One day in London, in 1952, a 30-something Roald Dahl — before he wrote any of his beloved children’s books — encountered a mysterious and mystical Pakistani man who called himself Kuda Bux, who would one day become known as “the man with the X-ray eyes.”
Kuda Bux got his moniker from his ability to do a surprising number of things while blindfolded: read a book, thread a needle, and even ride a bike through New York City traffic. He told Dahl, who had never been to India or Pakistan, that he learned this ability from a yogi in Haridwar named Banerjee, who also taught him how to walk on fire. And soon, he was performing his tricks all across South Asia.
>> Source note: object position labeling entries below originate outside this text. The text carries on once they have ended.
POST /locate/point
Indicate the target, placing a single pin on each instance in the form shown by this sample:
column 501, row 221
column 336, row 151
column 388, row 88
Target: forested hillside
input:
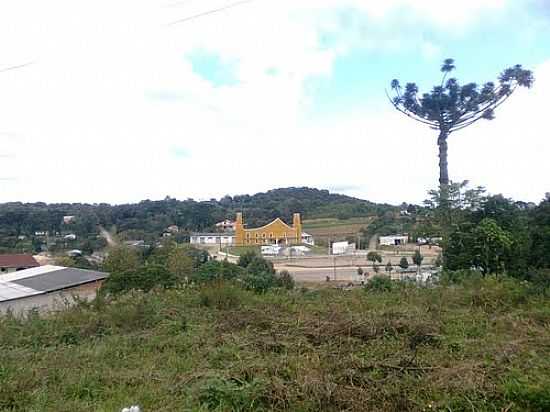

As Dahl wrote for Argosy Magazine, “The business of seeing without the eyes was something that confused [the doctors] terribly. Scientifically, it was impossible…It was, to put it mildly, the damnedest thing they had ever seen, and they were unable to venture an explanation.”
Kuda Bux — an unlikely, yet very real character — would eventually become the basis of his lead tale in the 1977 short story collection The Wonderful Story of Henry Sugar and Six More, which prolific American director Wes Anderson has adapted into a series of shorts, all of which hit Netflix last week. Although both the original story and Anderson’s adaptation depict the mystical Indian trope, they’re also rare instances of Dahl and Anderson giving delightful life to characters of color. With a surprising authenticity behind it, the intersection of these two symbiotic storytellers proves to be more promising than problematic — if we look just a little closer.